Beyoncé is unlikely to be forgotten by anyone anytime soon – she’s a true multimedia celebrity in addition to being a recording artist. But the longer she’s away, the more likely she’ll look like she’s chasing trends rather than shaping them.
‘Deadline’ is a dirty word in the music world, but sometimes the by-products of having one are urgency and focus. Artists who dither and tinker endlessly because they have the time and budgets to do so can second-guess themselves into inertia. Gabriel said he had 130 songs in play for the Up album. "I guess I just enjoy the business of making music better than selling it,” he said at the time. “I didn't have a producer on board whipping me into shape, and so deadlines become things you pass through on the way to finishing."
The rulebreakers
But there’s another potential storyline, one that has little to do with commercial expectation. One senses that Gabriel really didn’t care all that much about fashioning another Sledgehammer-style hit when he made Up, just as Reznor wasn’t all that bothered about distancing himself from the mainstream with The Fragile. Some of the most self-contained and longest-lasting artists give the impression that they just exist in their own space and time, oblivious to the industry and the whims of marketing. They develop a loyal fan base precisely because they don’t play by everyone else’s rules. Every decade or so, Kate Bush gets around to releasing another album and it’s usually worth the wait. Portishead chilled out for 11 years after their second album, then dropped the terrific Third in 2008.

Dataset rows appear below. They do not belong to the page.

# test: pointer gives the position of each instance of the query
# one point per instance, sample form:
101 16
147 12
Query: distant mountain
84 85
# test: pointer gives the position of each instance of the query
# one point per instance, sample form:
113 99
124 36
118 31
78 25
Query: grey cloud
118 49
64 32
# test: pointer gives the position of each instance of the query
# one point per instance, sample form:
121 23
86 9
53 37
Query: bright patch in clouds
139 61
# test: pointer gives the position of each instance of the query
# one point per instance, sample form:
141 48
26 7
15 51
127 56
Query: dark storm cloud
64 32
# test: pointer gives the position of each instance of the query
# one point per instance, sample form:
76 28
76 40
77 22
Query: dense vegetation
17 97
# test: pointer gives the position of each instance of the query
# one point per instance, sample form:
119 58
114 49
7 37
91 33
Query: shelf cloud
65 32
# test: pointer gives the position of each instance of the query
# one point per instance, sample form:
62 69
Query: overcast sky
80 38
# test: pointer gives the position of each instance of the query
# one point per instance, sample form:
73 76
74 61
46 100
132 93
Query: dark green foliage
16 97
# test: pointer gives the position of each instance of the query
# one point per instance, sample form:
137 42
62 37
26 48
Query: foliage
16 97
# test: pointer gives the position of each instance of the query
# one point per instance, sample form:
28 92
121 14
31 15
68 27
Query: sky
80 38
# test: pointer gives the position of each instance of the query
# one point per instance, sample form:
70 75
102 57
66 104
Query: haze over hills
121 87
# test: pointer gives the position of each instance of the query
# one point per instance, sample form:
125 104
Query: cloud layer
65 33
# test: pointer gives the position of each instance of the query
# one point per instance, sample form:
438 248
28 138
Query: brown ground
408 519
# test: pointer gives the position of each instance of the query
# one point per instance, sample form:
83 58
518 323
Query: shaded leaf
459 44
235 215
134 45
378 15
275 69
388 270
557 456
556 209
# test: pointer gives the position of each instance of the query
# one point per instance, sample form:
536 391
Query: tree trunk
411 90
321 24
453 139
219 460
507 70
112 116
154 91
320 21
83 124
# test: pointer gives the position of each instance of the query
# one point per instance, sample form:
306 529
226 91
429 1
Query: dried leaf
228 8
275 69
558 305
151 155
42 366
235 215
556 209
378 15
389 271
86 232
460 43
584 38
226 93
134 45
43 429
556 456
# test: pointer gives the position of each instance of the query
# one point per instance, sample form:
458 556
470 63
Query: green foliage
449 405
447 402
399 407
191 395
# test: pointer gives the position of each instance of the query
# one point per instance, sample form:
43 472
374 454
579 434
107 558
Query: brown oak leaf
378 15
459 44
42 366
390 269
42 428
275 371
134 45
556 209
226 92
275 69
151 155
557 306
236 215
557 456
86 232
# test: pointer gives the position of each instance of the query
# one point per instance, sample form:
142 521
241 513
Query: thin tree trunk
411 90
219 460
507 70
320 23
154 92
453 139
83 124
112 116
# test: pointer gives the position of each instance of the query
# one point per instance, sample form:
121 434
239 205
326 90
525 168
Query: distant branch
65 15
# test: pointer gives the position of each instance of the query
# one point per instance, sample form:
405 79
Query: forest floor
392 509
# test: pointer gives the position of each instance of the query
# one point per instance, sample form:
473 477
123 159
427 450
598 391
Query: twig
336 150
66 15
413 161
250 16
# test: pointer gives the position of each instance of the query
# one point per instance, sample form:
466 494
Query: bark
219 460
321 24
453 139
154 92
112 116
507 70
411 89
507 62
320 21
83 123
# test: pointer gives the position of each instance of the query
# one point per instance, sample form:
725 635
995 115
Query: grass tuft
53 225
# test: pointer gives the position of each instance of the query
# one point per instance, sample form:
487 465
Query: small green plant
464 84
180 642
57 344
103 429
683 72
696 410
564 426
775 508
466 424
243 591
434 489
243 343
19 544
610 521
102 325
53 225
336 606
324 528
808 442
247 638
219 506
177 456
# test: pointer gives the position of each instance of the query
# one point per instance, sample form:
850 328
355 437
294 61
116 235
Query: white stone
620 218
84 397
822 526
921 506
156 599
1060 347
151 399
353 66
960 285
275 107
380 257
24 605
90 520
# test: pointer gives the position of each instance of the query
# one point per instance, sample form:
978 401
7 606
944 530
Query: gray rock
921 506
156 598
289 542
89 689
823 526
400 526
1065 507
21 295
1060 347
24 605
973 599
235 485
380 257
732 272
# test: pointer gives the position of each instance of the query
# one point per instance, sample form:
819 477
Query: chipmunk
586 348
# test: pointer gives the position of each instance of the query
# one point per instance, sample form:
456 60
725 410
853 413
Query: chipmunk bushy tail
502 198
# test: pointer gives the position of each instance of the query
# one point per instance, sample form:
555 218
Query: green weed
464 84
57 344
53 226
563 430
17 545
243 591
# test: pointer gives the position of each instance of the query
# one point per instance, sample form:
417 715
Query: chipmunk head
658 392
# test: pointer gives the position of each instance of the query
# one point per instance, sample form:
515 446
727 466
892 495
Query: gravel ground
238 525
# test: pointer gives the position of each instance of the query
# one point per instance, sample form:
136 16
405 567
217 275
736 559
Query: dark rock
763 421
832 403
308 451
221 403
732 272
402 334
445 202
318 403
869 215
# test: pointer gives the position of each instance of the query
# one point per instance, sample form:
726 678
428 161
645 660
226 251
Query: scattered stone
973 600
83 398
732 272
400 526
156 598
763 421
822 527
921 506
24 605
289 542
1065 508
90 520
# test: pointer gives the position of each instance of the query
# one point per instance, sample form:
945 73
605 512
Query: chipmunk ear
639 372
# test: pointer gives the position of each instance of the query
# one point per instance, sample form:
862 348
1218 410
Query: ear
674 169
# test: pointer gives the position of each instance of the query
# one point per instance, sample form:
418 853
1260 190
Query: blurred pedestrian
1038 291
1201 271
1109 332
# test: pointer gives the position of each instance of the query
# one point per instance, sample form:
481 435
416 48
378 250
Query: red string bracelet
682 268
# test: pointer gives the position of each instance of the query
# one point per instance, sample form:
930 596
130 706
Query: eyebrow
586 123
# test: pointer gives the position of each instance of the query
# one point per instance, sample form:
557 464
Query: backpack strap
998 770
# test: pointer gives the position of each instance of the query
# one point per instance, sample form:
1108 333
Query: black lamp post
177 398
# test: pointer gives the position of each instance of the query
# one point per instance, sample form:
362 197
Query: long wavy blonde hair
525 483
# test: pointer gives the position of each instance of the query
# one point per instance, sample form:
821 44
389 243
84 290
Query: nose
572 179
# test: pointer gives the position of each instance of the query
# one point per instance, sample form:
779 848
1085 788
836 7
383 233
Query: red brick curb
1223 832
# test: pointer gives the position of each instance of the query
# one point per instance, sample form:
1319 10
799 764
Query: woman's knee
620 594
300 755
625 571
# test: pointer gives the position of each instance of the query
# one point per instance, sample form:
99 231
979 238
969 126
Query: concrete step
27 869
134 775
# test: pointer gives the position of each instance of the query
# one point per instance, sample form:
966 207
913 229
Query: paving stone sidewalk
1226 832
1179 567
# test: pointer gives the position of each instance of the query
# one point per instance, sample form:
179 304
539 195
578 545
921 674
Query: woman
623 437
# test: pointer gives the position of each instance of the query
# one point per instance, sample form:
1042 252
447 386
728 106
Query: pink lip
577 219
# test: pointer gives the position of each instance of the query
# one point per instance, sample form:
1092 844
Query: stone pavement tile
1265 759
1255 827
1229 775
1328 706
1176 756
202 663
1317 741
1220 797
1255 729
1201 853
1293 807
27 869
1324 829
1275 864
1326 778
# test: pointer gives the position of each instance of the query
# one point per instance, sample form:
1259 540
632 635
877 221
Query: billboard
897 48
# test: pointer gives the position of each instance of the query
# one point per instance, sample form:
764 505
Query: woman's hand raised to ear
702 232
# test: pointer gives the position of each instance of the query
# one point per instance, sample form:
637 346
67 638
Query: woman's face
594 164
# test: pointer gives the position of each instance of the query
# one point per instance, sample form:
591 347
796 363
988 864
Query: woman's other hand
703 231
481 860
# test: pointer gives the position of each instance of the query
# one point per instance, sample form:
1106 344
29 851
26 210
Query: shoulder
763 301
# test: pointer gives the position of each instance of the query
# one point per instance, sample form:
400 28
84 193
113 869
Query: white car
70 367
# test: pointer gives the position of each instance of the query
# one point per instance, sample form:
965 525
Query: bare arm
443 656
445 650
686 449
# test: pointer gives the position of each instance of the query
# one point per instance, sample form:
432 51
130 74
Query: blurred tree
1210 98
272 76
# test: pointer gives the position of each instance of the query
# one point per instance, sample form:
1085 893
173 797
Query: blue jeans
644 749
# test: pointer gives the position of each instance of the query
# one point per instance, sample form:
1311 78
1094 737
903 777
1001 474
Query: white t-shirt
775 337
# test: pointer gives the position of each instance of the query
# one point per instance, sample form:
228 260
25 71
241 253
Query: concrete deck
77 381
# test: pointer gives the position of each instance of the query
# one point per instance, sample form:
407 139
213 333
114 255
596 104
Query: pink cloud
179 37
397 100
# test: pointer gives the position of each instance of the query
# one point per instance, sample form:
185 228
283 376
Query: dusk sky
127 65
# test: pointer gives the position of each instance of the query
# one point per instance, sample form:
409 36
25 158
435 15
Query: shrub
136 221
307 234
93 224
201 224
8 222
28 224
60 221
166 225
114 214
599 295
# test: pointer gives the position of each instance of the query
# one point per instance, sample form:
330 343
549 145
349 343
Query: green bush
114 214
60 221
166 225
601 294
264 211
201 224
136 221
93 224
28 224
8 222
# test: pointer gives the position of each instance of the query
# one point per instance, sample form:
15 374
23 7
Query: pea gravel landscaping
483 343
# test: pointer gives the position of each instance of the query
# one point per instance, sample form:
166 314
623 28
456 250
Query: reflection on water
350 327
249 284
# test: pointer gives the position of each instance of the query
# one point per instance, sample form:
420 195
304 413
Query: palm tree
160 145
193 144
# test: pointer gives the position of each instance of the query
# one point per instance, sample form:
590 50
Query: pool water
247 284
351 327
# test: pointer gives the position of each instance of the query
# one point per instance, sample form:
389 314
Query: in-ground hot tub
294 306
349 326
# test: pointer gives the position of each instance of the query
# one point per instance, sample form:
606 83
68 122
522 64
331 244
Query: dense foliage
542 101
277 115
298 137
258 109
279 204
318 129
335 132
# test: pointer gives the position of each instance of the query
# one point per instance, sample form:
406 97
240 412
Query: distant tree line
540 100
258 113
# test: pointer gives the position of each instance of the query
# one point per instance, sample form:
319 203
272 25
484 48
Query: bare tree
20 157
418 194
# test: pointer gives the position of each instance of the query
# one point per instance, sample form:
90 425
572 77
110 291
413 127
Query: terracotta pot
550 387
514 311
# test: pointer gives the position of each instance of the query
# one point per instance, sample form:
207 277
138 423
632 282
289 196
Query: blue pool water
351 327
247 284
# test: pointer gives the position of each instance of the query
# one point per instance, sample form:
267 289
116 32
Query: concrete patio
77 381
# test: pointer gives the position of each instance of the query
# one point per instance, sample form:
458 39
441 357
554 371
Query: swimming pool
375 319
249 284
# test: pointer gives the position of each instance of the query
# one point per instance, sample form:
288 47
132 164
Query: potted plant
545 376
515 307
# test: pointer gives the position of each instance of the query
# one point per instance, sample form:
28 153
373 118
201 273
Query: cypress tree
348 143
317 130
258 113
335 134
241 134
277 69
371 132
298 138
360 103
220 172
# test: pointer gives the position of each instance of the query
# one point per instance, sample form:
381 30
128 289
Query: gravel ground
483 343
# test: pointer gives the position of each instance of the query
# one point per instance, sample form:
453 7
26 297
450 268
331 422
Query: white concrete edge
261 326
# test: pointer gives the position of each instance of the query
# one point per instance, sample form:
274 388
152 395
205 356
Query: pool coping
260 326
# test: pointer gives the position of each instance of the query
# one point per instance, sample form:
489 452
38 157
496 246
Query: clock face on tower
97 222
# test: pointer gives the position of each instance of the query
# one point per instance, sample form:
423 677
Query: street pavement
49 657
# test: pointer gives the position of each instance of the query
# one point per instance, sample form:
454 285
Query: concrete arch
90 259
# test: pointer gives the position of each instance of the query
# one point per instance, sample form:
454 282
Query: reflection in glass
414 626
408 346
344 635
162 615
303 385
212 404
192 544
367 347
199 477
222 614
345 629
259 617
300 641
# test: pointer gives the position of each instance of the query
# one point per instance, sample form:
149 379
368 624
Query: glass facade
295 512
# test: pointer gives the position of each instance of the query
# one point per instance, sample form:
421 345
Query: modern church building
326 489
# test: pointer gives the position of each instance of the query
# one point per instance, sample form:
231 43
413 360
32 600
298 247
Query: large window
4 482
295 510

It can be done. Beyoncé has the clout to make a radical, perception-shifting album if she chose. She hinted that she might do so on 4, referencing everyone from Fela Kuti to Frank Ocean, but ended up backing off and settling for a more straightforward mix of pop and ballads. Maybe she’s clearing the decks not because she’s stuck, but because she’s focused on something a little beyond what’s expected of her.